ID | G/P | P/D | Number of variables (Original) | Number of variables (PAIFE) | Sample(Class1,Class2) | Outcome variable | Reference |
---|---|---|---|---|---|---|---|
1 | G | D | 6584 | 1972 | 61(40,21) | Colon Cancer | Alon et al [6] |
2 | G | P | 5372 | 858 | 86(69,17) | Lung Cancer | Beer et al. [7] |
3 | P | D | 70 | 15 | 205(66,139) | Lung Cancer | Bigbee, et al. [5] |
4 | G | D | 7129 | 2288 | 72(47,25) | Leukemia | Golub, et al. [8] |
5 | G | D | 7464 | 1880 | 36(18,18) | Breast Cancer | Hedenfalk et al. [9] |
6 | G | P | 7129 | 699 | 60(20,40) | Hepatocellular carcinoma | Iizuka et al. [10] |
7 | G | P | 7399 | 1084 | 240(138,102) | Lymphoma | Rosenwald, et al. [11] |
8 | G | D | 7129 | 1927 | 77(58,19) | Lymphoma | Shipp, et al. [12] |
9 | G | P | 24481 | 4251 | 78(44,34) | Breast cancer | Van’t Veer, et al. [13] |
10 | G | D | 7039 | 1230 | 39(35,4) | Ovarian Cancer | Welch, et al. [14] |
11 | G | P | 12625 | 1166 | 249(201,48) | Leukemia | Yeoh, et al. [15] |
12 | P | D | 16 | 12 | 583(184,401) | Lung cancer | LungSPORE (unpublished) |
G/P indicates if the data is Genomic or Proteomic. P/D shows whether the data is Prognostic (P) or Diagnostic (D). The number of variables (Original) gives the total variables in the original dataset.

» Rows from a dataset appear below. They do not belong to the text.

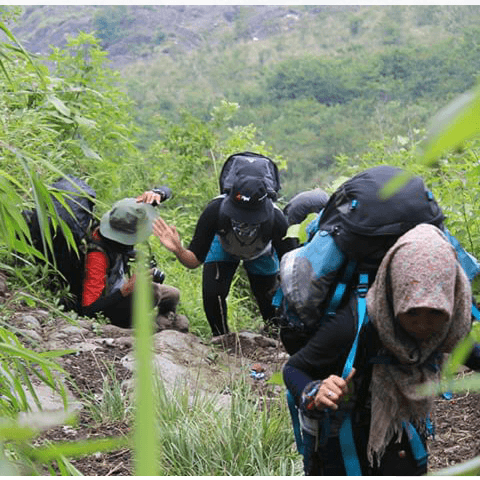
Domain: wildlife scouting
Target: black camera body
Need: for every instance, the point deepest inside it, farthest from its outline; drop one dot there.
(157, 275)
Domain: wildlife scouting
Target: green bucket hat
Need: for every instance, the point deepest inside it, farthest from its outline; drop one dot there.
(128, 222)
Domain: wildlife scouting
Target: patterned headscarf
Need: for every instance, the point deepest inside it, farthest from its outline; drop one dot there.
(420, 270)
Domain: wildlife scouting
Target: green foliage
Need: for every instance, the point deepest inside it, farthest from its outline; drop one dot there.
(244, 438)
(310, 77)
(109, 23)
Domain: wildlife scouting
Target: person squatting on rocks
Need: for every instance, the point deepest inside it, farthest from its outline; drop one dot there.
(299, 206)
(419, 307)
(244, 225)
(106, 288)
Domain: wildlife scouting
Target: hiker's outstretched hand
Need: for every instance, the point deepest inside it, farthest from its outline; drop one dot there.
(167, 234)
(332, 390)
(150, 197)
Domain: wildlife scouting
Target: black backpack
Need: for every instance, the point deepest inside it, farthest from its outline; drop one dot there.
(249, 164)
(80, 198)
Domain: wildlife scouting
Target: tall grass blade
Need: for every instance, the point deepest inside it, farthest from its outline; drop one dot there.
(145, 436)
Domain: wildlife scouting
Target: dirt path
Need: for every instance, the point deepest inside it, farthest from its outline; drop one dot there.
(106, 348)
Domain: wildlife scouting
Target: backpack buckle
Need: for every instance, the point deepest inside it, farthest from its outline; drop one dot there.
(362, 287)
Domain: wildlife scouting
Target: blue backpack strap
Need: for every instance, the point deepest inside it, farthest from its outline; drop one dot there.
(347, 442)
(475, 312)
(295, 421)
(418, 448)
(341, 288)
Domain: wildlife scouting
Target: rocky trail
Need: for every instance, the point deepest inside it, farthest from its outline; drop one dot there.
(183, 357)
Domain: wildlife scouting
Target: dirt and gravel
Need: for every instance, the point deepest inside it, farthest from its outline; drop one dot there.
(457, 437)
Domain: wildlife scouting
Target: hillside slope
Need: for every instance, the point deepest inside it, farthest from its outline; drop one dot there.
(132, 32)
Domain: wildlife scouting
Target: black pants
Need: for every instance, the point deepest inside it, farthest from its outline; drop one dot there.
(398, 459)
(217, 278)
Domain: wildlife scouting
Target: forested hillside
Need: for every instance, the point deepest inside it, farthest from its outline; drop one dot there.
(326, 92)
(315, 81)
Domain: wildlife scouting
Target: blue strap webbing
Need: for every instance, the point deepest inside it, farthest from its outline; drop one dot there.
(475, 312)
(295, 421)
(362, 289)
(340, 288)
(347, 442)
(418, 448)
(347, 445)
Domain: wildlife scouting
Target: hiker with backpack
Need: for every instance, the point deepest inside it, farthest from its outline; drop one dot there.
(419, 308)
(106, 287)
(304, 203)
(241, 225)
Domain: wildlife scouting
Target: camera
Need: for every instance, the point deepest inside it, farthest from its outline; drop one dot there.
(157, 275)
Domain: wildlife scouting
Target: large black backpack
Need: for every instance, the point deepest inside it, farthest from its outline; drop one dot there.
(351, 235)
(80, 199)
(249, 164)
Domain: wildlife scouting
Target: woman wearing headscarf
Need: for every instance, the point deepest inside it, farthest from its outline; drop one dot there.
(419, 308)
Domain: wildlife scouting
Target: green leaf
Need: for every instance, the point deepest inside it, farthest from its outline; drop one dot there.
(453, 125)
(471, 467)
(59, 105)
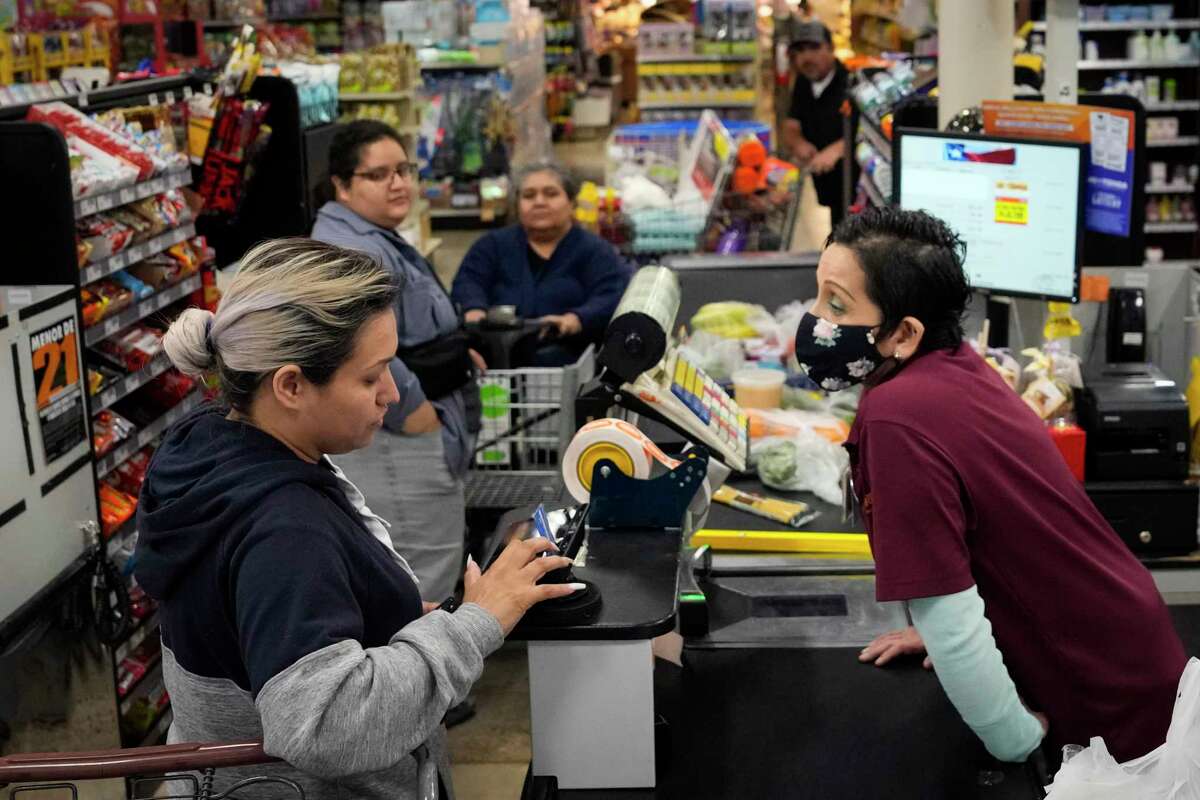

The number of variables (PAIFE) gives the total number of variables after processing the dataset through our irrelevant feature elimination algorithm ‘PAIFE’. The Sample (Class1, Class2) gives the total number of samples and class distribution, and ‘Reference’, the relevant reference to the dataset.